Pas davantage qu’un Belge francophone n’a de raisons pertinentes d’affirmer qu’il s’exprime dans une langue indépendante de celle de ses amis français, un Valencien ne peut ainsi revendiquer une absence de parenté entre valencien et catalan. Ce serait le début d’un gigantesque chaos, pourtant envisagé sans crainte par les sécessionnistes:

«[...] le jour où [les andalous ou les hispano-américains] auront conscience de parler une langue assez distincte de la langue castillane, aucun linguiste ne pourra leur nier le droit de normativiser leur langue, de proclamer son indépendance, et d’écrire des grammaires et des dictionnaires propres [...]» [3].

Pour compléter cette première approche, divers sécessionnistes ont consacré d’autres travaux à deux notions propres à la linguistique, langue et dialecte. Bien qu’il demeure difficile de définir chaque entité, pareille difficulté ne saurait suffire à prôner une partition de la langue catalane. Parmi les exemples les plus significatifs figurent les travaux de José Ángeles Castelló. Recourant au critère d’intercompréhension pour dissocier langue de dialecte, ce dernier multiplie les formulations péremptoires et privilégie l’observation empirique à tout raisonnement :

«[…] rien ne justifie, en termes linguistiques, la considération du valencien comme dialecte d’aucune autre langue. C’est un concept […] qui ne resiste à aucune analyse […] Il n’es pas scientifique, il est dogmatique […] Une attention minimum à une émission de la télévision catalane fournit une liste considérable de vocables et de tournures inconnus de l’auditeur valencien […] dans la mesure où le locuteur valencien moyen ne comprend pas, c’est la preuve irréfutable qu’il s’agit d’une autre langue […] des personnes se comprenant à moitié parlent des langues distinctes […] Et ce n’est pas moi qui le dit, c’est la linguistique […]» [4].

La récente étude de Chimo Lanuza Ortuño constitue un autre exemple. Auteur de Valencià ¿Llengua o dialecte? Una aproximació des de la sociollinguistica, ce dernier se réfère à de prestigieux linguistes. Si la démarche tend à crédibiliser son propos, chaque référence donne lieu à des interprétations pré-déterminées. Ainsi, lorsqu’il cite le linguiste américain William J Entwistle :

«[..] l’on dit habituellement d’un dialecte qu’il possède un centre géographique d’irradiation, […] qu’il se trouve associé à une classe d’organisation sociale, [et] qu’il se situe dans un rapport de dépendance évidente au regard d’un centre linguistique […]» [5].
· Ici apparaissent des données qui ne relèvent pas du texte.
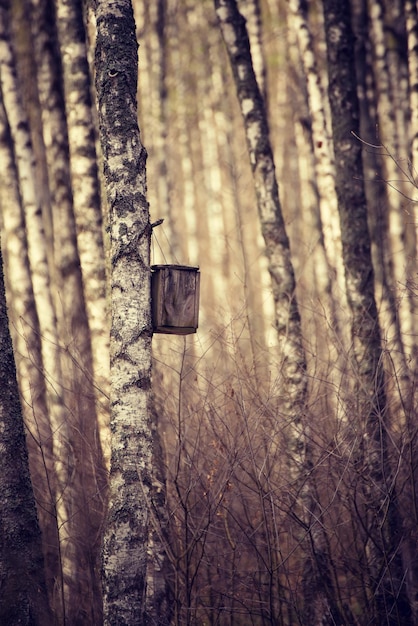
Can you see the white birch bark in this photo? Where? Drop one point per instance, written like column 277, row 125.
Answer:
column 40, row 279
column 24, row 326
column 86, row 198
column 124, row 157
column 388, row 137
column 293, row 379
column 384, row 525
column 23, row 597
column 322, row 148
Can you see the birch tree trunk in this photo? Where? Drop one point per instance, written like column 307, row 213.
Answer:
column 23, row 598
column 24, row 327
column 127, row 528
column 293, row 400
column 382, row 517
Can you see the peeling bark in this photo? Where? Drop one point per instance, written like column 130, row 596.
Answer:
column 126, row 534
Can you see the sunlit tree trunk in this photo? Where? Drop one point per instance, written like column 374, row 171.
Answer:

il conclut à l’aide d’un procédé très prisé par les sécessionnistes, l’introduction d’une formulation générique permettant de substituer l’argumentation au raisonnement :

«La réalité de cette définition est facilement observable : il est complètement impossible de l’appliquer au valencien […] pour pouvoir dire que le valencien est un dialecte du catalan, il serait nécessaire qu’il existe en Catalogne un centre linguistique de forte influence sur les zones dialectales […] ceci n’est pas les cas : ni Barcelone, ni aucune autre ville catalane ne régit culturellement ou linguistiquement Valence» [6].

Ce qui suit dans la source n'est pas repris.